I have multiple nested JSON objects which are extracted from the REST API and look like this:
{
"count": 2,
"value": [{
"teamMember": {
"id": "ID1",
"displayName": "NAME1",
"uniqueName": "UNIQUE1",
"url": "URL1",
"imageUrl": "ImgURL1"
},
"activities": [{
"capacityPerDay": 3.5,
"name": ""
}],
"daysOff": [{
"start": "2021-11-15T00:00:00Z",
"end": "2021-11-15T00:00:00Z"
}, {
"start": "2021-11-26T00:00:00Z",
"end": "2021-11-26T00:00:00Z"
}],
"url": "URL1"
}, {
"teamMember": {
"id": "ID2",
"displayName": "NAME2",
"uniqueName": "UNIQUE2",
"url": "URL2",
"imageUrl": "IMAGEURL2"
},
"activities": [{
"capacityPerDay": 2.9,
"name": ""
}],
"daysOff": [{
"start": "2021-11-12T00:00:00Z",
"end": "2021-11-12T00:00:00Z"
}, {
"start": "2021-12-02T00:00:00Z",
"end": "2021-12-02T00:00:00Z"
}],
"url": "URL2"
}]}
I want to extract some information from this object to end up with something like this: here
How can I do that in pandas? any hints would be much appreciated!

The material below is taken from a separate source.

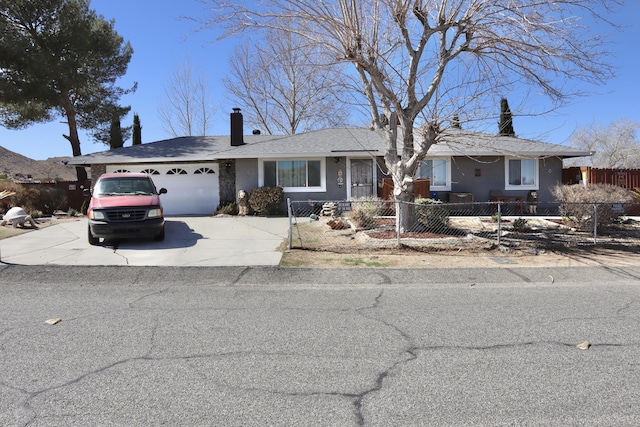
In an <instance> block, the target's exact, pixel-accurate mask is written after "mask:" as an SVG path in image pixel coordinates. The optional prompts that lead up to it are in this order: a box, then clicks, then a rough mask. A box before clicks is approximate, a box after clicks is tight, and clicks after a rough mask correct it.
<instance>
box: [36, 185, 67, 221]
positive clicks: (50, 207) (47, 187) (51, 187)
mask: <svg viewBox="0 0 640 427" xmlns="http://www.w3.org/2000/svg"><path fill="white" fill-rule="evenodd" d="M33 190H35V191H37V193H38V196H37V199H36V202H35V207H36V209H38V210H40V211H42V212H43V213H44V214H47V215H51V214H53V212H54V211H56V210H57V209H63V208H65V207H67V205H68V202H67V193H66V192H65V191H64V190H63V189H61V188H56V187H38V188H33Z"/></svg>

CodePudding user response:
You have regular JSON with an array. There's no nested JSON. You can access the contents of the array in a regular way.
json_string = '''
... <-- put your JSON here or get the JSON string in a different way
'''
import json
json_object = json.loads(json_string)
print(json_object["value"][0])
print(json_object["value"][1])
CodePudding user response:
If you need a flat table as a result
|---|----------------|-------|------|-----|-------|---------|------|-----------|
| 0 | capacityPerDay | start | URL1 | ID1 | NAME1 | UNIQUE1 | URL1 | ImgURL1 |
| 0 | capacityPerDay | end | URL1 | ID1 | NAME1 | UNIQUE1 | URL1 | ImgURL1 |
| 0 | name | start | URL1 | ID1 | NAME1 | UNIQUE1 | URL1 | ImgURL1 |
| 0 | name | end | URL1 | ID1 | NAME1 | UNIQUE1 | URL1 | ImgURL1 |
| 0 | capacityPerDay | start | URL1 | ID1 | NAME1 | UNIQUE1 | URL1 | ImgURL1 |
| 0 | capacityPerDay | end | URL1 | ID1 | NAME1 | UNIQUE1 | URL1 | ImgURL1 |
| 0 | name | start | URL1 | ID1 | NAME1 | UNIQUE1 | URL1 | ImgURL1 |
| 0 | name | end | URL1 | ID1 | NAME1 | UNIQUE1 | URL1 | ImgURL1 |
| 1 | capacityPerDay | nan | nan | ID2 | NAME2 | UNIQUE2 | URL2 | IMAGEURL2 |
| 1 | name | nan | nan | ID2 | NAME2 | UNIQUE2 | URL2 | IMAGEURL2 |
You may just use pd.json_normalize()
with few explode()
like this:
import pandas as pd
#your_json = {smth}
pd.json_normalize(your_json['value']).explode('activities').explode('daysOff').explode('activities').explode('daysOff')
Of course, there are many ways to write this more clearly, but at least now you know which direction to look in.